Dax held the contact for several minutes, clearly searching Marty's mind for information he could use. When he was done, he turned his head just slightly toward her, not making eye contact. "Riley, look away." It was the closest Dax had ever come to a plea, and she almost did as he asked. Instead, she squeezed the hand she still held. She knew what he was going to do, and she wouldn't let him do it alone.
In that instant all pain was gone, memories of horror were gone from his mind, so Marty only remembered happy moments in his life. Dax waved his hand, and Marty gave one last sigh before succumbing to his horrible wounds. Riley didn't need to be told that there was nothing they could do. The boy was too far gone. Her tears continued to fall as Dax walked them away from behind the dais.
Clouds formed unnaturally fast, dark and mean. Lightning raced from one side of the sky to the other. The electricity was palpable in the air, but it was Dax being so closed off that truly unnerved her. For the first time she felt him mentally slipping away, and she let him go. She understood the need to distance oneself when faced with such horrors.
"Marty was here to study ruins with his professor and Todd, his friend," Dax said, staring at the gathering storm. "He had a love for history and especially the study of how myths and gods were created. Mitro spent a lot of time in this part of his brain. I believe the vampire may be considering making his own cult, using the volcano and the dragons and local legend." His voice was neutral, but even without the connection she thought she detected shame.

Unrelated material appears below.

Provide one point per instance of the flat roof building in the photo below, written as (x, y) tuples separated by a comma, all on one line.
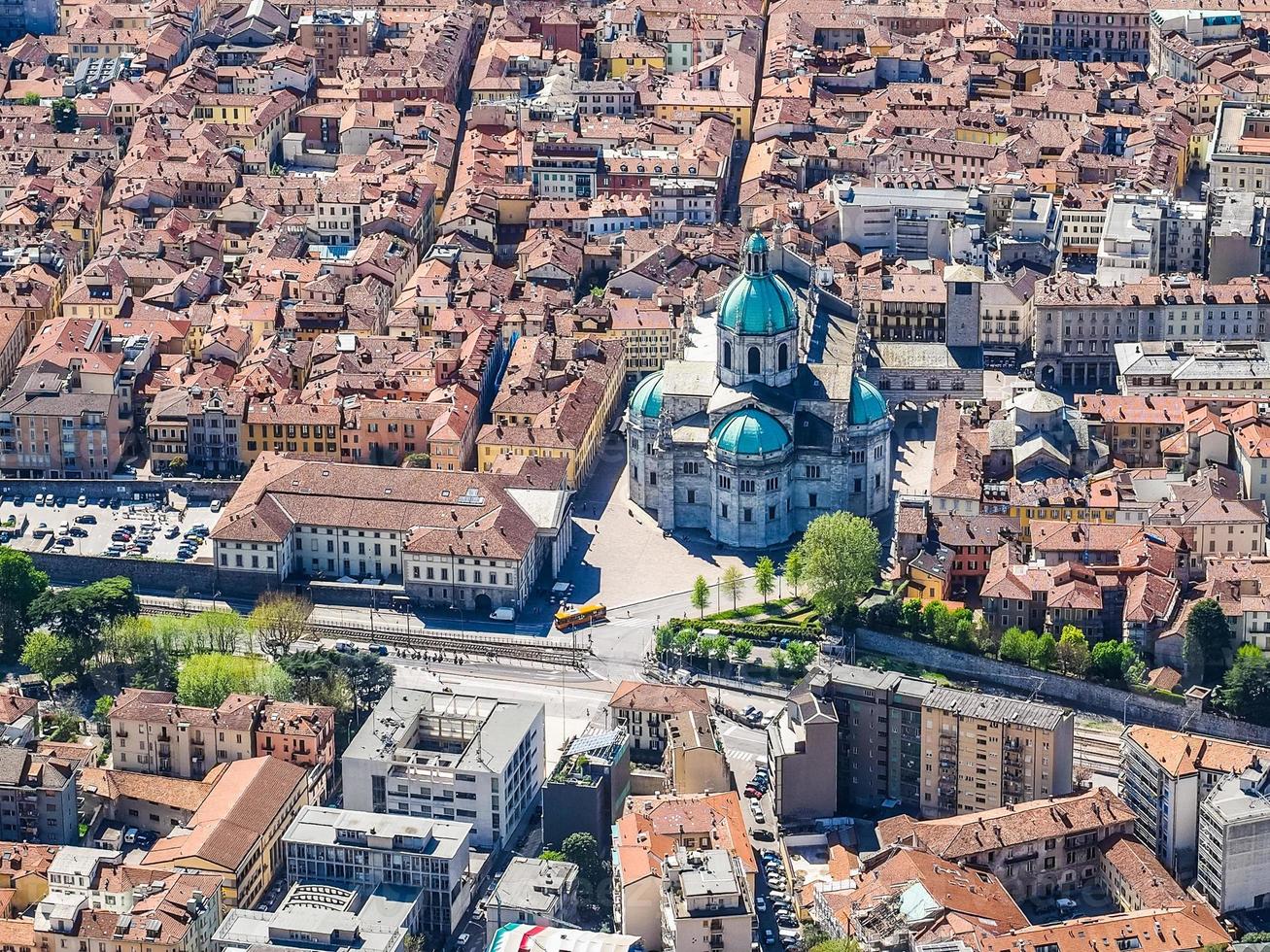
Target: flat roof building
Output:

"This is not your fault, Dax."
He went on as if he didn't hear her. "Mitro used Marty to learn about the modern world, or at least as much of it as he could. He took his time while he made the village people sacrifice each other in his name. Pedro was one of the first to die."
Dax cut her off. "Yes, Riley, this is my fault. Every child, every man, every woman ... their deaths are my fault." Dax raised his hand and lightning sprang to his fingertips, gathering into another ball of light and fire.
"Do we know where he is?"
"Before coming here Marty and Todd spent time in a city, filled with people. Mitro spent time reviewing those memories. I think the city appealed to his latest aspirations."
Dax threw the ball of flame straight down at their feet. Waves of lightning and fire in every color spread in an instant, burning everything but them. Dax took her arm and guided her back toward their camp. The fire retreated from their every step. "I believe he wants to go to a place where there are young people that will worship him as he believes he deserves."
When the village was out of sight, Riley looked up at Dax. Otherworldly and beautiful, his expression looked carved from stone.
Riley had had enough of his stoicism. She could feel how much he was suffering. She reached up, grabbed the back of his hair and kissed him hard. At first, he held firm and then their world turned to a fire as hot and wild as the one they'd just left as he let her take him to someplace far, far different.